Rz: Jak rynki finansowe oceniają rząd, jakie decyzje tej ekipy były z punktu inwestorów najważniejsze?
Mirosław Gronicki: Na początku oczekiwania były duże. Złoty się wzmocnił, a ceny polskich aktywów wzrosły. Niestety, zawirowania na światowych rynkach finansowych dotknęły boleśnie także polskie rynki finansowe. Na razie jedynie złoty jeszcze się trzyma, ale przecena aktywów była spora. Do tego dochodzą jeszcze: wzrost niepewności co do skuteczności polityki gospodarczej prowadzonej przez rząd. Jeśli polityka budżetowa nadal będzie ekspansywna, wówczas możemy się spodziewać zaostrzenia polityki monetarnej. I to jest najważniejszy problem dla rynków. Interwencje werbalne bez skutecznych działań będą odbierane negatywnie. Jeśli jednak resorty gospodarcze będą współdziałały w ograniczaniu nadmiernego popytu, wówczas odbiór takich sygnałów będzie pozytywny. Niestety, do tej pory rynki nie są zbyt przychylne, a miernik ich nieprzychylności, jakim jest spread (różnica) pomiędzy stopami rynkowymi w Polsce i Niemczech, niepokojąco rośnie.

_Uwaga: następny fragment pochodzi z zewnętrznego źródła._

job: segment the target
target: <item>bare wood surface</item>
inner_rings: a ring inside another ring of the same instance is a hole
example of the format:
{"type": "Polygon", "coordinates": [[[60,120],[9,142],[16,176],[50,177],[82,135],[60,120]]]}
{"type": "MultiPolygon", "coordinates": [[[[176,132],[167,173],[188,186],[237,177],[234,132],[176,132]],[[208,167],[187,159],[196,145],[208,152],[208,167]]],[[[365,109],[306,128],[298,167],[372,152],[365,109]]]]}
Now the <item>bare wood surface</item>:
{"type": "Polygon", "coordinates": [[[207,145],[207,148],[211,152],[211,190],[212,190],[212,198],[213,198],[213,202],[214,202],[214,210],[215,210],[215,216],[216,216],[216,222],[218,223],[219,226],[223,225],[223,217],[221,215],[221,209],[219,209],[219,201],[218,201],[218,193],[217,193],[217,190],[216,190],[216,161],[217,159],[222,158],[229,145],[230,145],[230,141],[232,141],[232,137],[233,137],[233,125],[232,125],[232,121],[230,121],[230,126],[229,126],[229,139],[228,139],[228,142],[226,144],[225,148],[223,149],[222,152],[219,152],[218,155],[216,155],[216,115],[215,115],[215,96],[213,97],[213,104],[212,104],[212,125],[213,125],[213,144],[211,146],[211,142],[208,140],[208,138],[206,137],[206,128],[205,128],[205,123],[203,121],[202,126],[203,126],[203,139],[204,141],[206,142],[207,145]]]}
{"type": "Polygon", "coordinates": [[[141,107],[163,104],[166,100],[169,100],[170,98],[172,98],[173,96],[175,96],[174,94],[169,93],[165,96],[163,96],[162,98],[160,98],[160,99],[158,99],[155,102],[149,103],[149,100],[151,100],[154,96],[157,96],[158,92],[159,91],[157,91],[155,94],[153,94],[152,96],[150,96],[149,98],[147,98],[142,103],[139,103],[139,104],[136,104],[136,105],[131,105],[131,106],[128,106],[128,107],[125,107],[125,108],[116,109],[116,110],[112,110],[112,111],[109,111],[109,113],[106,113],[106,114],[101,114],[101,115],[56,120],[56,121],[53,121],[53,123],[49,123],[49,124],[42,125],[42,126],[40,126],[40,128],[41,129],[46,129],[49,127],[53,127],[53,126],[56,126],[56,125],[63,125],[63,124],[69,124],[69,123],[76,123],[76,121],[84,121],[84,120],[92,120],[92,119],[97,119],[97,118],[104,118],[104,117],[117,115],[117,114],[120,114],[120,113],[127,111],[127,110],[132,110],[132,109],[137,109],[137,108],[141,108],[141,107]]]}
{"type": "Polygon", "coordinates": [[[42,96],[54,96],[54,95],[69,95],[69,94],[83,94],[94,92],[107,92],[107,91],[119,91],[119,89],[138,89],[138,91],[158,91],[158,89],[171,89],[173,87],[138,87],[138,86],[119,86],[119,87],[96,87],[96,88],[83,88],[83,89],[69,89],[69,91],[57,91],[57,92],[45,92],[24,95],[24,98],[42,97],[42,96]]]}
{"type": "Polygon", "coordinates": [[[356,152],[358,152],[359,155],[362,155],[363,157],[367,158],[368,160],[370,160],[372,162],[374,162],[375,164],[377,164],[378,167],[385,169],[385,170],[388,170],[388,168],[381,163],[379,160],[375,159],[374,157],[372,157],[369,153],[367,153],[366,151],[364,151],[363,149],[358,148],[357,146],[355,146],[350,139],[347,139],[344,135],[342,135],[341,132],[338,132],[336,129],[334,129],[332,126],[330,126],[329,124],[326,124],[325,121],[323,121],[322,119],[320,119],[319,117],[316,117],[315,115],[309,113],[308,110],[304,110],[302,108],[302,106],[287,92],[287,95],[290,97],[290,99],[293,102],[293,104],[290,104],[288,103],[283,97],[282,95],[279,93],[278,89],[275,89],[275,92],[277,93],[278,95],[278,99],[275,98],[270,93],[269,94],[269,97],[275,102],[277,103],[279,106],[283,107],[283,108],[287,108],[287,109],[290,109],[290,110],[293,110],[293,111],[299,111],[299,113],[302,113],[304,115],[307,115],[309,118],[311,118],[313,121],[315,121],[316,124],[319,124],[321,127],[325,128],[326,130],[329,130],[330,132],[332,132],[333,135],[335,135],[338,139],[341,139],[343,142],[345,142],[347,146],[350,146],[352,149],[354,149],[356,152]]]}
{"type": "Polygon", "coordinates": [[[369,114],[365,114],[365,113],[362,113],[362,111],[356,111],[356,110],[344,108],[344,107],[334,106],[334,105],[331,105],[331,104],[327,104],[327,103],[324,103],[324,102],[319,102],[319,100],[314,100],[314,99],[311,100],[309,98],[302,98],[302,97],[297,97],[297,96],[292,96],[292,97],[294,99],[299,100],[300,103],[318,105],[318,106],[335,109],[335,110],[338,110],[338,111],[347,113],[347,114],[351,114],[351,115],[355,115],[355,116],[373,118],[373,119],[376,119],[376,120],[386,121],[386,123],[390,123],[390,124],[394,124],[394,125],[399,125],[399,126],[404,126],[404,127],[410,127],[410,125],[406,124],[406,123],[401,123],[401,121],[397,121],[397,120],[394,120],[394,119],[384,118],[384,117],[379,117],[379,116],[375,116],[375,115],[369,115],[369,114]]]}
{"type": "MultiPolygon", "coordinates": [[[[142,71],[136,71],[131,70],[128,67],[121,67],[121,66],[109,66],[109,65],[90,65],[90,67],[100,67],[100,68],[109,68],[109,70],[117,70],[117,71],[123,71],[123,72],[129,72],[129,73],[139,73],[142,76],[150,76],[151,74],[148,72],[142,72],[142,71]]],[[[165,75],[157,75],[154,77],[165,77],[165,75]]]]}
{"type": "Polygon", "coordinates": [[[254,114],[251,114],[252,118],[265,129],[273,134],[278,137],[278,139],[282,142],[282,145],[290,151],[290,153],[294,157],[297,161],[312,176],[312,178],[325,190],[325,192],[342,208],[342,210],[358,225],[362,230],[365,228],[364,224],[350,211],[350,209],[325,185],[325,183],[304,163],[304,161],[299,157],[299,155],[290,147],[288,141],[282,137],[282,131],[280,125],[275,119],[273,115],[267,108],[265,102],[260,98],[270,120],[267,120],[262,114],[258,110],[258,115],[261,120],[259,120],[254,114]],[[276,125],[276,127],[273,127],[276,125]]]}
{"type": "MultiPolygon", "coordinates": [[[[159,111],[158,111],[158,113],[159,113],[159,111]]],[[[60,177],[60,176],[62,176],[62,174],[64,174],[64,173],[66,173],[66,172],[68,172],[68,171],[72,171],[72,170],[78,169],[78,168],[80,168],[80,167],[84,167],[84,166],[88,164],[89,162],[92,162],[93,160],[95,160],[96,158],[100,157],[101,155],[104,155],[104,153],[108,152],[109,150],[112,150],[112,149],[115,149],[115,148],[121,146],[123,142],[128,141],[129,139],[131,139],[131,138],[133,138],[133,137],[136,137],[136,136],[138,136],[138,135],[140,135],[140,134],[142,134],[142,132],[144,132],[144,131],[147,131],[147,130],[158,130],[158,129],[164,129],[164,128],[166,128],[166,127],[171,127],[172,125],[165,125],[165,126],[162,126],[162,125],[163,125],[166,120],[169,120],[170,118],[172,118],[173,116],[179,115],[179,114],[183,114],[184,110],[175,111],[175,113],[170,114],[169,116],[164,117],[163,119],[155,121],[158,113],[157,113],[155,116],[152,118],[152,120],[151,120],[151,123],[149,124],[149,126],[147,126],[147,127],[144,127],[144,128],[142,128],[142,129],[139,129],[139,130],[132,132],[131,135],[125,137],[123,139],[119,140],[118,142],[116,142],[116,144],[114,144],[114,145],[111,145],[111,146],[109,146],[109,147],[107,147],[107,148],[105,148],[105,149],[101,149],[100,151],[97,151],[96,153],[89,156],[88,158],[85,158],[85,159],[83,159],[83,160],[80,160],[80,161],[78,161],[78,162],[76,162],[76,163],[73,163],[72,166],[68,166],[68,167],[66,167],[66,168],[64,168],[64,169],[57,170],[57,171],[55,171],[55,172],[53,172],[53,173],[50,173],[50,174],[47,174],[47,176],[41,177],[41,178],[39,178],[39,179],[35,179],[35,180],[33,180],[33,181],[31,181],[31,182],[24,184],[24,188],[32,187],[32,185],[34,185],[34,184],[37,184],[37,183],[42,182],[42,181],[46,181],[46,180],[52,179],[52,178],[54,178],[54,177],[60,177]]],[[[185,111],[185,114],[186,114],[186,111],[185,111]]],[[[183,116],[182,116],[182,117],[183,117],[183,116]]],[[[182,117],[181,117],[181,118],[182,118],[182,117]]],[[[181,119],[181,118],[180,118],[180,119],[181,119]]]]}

Jak pan ocenia dotychczasowe działania podejmowane przez rząd?
Po pierwsze ocenianie polityki gospodarczej po 100 dniach rządów koalicji należy raczej do zajęć tych, co zajmują się PR niż do zadań analityków. Po drugie nie można odseparowywać działalności obecnego rządu od decyzji podejmowanych przez poprzedników. Na przykład budżet został przyjęty bez istotnych zmian. Po trzecie nie wprowadzono żadnych regulacji, które mogłyby zaszkodzić albo pomóc polskiej gospodarce. Generalnie polityka gospodarcza ta odziedziczona po poprzedniej ekipie i do tej pory prowadzona jest raczej nastawiona na ekspansję (co wynika choćby z przyjętego budżetu) niż na umacnianie fundamentów makroekonomicznych.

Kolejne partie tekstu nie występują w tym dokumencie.